Warum Gelassenheit uns weiterbringt

Liebe Leserin, lieber Leser,

es ist eine traurige Tradition geworden. Seit Wladimir Putins Russland die Ukraine überfallen hat, schreibt Denis Trubetskoy uns jedes Jahr einen Bericht aus Kiew. Vier Jahre sind es jetzt schon, dieser Krieg dauert also nun so lange wie der gesamte Erste Weltkrieg. Trubetskoy lebt in Kiew, er schreibt auf Deutsch, wir haben seine kundigen Stücke immer sehr geschätzt. Auch diesmal hat er einen Bericht verfasst, aber als wir ein paar Nachfragen hatten, haben wir bis zum Redaktionsschluss nichts mehr gehört von ihm. Das Verhältnis von Redaktion zu Korrespondenten ist ein besonderes, in all den Jahren hatte ich viel Kontakt zu Trubetskoy, aber gesehen habe ich ihn noch nie. Wie er schreibt, ist dieser Winter der härteste für die Ukraine seit Kriegsbeginn. Wir hoffen, dass sein Verstummen »nur« am mangelnden Strom liegt.

Angesichts solcher Nachrichten, aus Kiew, aus Iran, dem Sudan oder anderswo, wie kann es da gelingen, nicht zu verzweifeln? Und dass, wenn uns oft schon eher kleine Stress-situationen im Alltag zum Durchdrehen bringen? Ich habe mich auf die Suche gemacht, um herauszufinden, wie wir öfter gelassen bleiben können. Eine Psychologin hat mir gesagt: Gelassenheit sei »kein Rückzug aus Verantwortung, sondern eine Fähigkeit im Umgang mit Emotionen«.

In einer Hinsicht kann ich Sie übrigens beruhigen. Dass wir auf unserer letzten Seite keinen Letzten Brief mehr schreiben, hat nichts damit zu tun, dass wir eine verdiente Kollegin in Rente geschickt haben, wie es in einigen Briefen von Ihnen vermutet wurde. Ich darf ein Geheimnis verraten: Hinter den Pseudonymen verbarg sich jeweils eine Redakteurin oder ein Redakteur, und nun ja, es fiel uns zunehmend schwer, die Form zu füllen. Auch, weil wir uns fragten: Wer schreibt heute eigentlich noch Briefe – außer Ämtern?

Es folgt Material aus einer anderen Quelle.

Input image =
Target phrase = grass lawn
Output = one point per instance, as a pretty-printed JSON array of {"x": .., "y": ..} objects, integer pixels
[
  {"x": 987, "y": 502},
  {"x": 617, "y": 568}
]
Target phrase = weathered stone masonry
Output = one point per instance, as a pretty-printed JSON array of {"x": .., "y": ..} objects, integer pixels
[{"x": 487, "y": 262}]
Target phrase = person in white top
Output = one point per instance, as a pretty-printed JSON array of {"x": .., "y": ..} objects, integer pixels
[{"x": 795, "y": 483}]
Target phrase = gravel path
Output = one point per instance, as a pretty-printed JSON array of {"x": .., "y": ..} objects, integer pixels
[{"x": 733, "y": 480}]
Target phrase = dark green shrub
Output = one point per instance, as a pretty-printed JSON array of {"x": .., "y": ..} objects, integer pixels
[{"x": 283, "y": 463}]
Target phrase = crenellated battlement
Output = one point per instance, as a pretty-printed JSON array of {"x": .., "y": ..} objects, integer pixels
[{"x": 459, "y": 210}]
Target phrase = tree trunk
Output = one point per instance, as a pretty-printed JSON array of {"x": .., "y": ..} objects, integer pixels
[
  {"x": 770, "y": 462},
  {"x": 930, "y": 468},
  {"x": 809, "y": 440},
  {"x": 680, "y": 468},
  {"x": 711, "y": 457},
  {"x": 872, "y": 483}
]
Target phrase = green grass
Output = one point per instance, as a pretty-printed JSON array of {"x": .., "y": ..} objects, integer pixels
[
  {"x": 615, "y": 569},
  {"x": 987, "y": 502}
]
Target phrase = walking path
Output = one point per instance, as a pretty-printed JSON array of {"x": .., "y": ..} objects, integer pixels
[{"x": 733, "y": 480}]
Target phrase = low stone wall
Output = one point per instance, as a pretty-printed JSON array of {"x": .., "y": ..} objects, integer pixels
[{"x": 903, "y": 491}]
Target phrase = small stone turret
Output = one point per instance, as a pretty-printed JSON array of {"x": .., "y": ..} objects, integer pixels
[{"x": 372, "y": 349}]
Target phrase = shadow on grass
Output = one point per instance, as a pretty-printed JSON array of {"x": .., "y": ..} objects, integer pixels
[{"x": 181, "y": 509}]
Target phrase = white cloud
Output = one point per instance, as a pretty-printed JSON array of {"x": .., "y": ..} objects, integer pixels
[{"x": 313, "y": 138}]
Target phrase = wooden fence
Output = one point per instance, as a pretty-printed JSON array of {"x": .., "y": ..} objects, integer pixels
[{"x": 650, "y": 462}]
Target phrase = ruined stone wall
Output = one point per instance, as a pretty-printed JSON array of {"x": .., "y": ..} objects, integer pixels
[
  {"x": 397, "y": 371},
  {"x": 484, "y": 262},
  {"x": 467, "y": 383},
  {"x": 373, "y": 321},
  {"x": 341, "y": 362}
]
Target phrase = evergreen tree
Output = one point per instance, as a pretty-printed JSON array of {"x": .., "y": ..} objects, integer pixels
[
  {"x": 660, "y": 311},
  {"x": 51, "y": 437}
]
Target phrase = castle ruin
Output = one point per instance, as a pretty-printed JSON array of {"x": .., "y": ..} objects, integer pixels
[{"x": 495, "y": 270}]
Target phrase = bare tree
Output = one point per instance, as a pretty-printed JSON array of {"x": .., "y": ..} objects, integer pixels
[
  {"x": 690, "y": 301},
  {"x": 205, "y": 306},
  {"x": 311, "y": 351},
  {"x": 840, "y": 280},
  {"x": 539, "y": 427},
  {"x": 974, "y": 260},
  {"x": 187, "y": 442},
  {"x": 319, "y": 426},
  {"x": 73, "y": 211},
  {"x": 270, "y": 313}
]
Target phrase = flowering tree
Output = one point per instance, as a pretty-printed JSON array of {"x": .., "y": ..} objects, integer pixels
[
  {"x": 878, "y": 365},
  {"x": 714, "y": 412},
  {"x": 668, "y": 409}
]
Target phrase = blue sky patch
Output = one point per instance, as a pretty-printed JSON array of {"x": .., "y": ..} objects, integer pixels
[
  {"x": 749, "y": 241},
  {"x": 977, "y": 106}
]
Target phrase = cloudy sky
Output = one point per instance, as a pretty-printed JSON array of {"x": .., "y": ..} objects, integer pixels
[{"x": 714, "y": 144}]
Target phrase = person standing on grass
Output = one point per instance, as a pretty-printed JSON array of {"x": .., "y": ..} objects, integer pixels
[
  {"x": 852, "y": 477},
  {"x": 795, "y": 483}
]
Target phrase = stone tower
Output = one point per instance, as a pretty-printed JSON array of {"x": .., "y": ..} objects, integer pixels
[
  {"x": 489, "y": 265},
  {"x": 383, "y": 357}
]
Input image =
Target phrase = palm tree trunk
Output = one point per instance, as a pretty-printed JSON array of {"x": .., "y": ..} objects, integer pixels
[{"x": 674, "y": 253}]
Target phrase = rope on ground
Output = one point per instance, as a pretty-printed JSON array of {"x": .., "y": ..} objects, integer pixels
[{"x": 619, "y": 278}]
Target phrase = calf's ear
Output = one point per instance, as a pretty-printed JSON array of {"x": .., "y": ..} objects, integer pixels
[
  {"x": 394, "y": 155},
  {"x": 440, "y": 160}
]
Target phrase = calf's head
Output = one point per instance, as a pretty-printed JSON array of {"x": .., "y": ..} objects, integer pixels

Jetzt werden Sie rufen: »Wir!« Und damit haben Sie natürlich recht. Und seien Sie versichert, wir freuen uns über jeden Brief, auch über die kritischen. Einer hat uns aber besonders gefreut. Eine Leserin hat ihre Tochter entdeckt, die auf dem Titel unserer letzten Ausgabe zu sehen ist, wie sie ein Schild mit der Aufschrift »Herz statt Hetze« hochhält. Es gibt sie immer auch: die guten Nachrichten.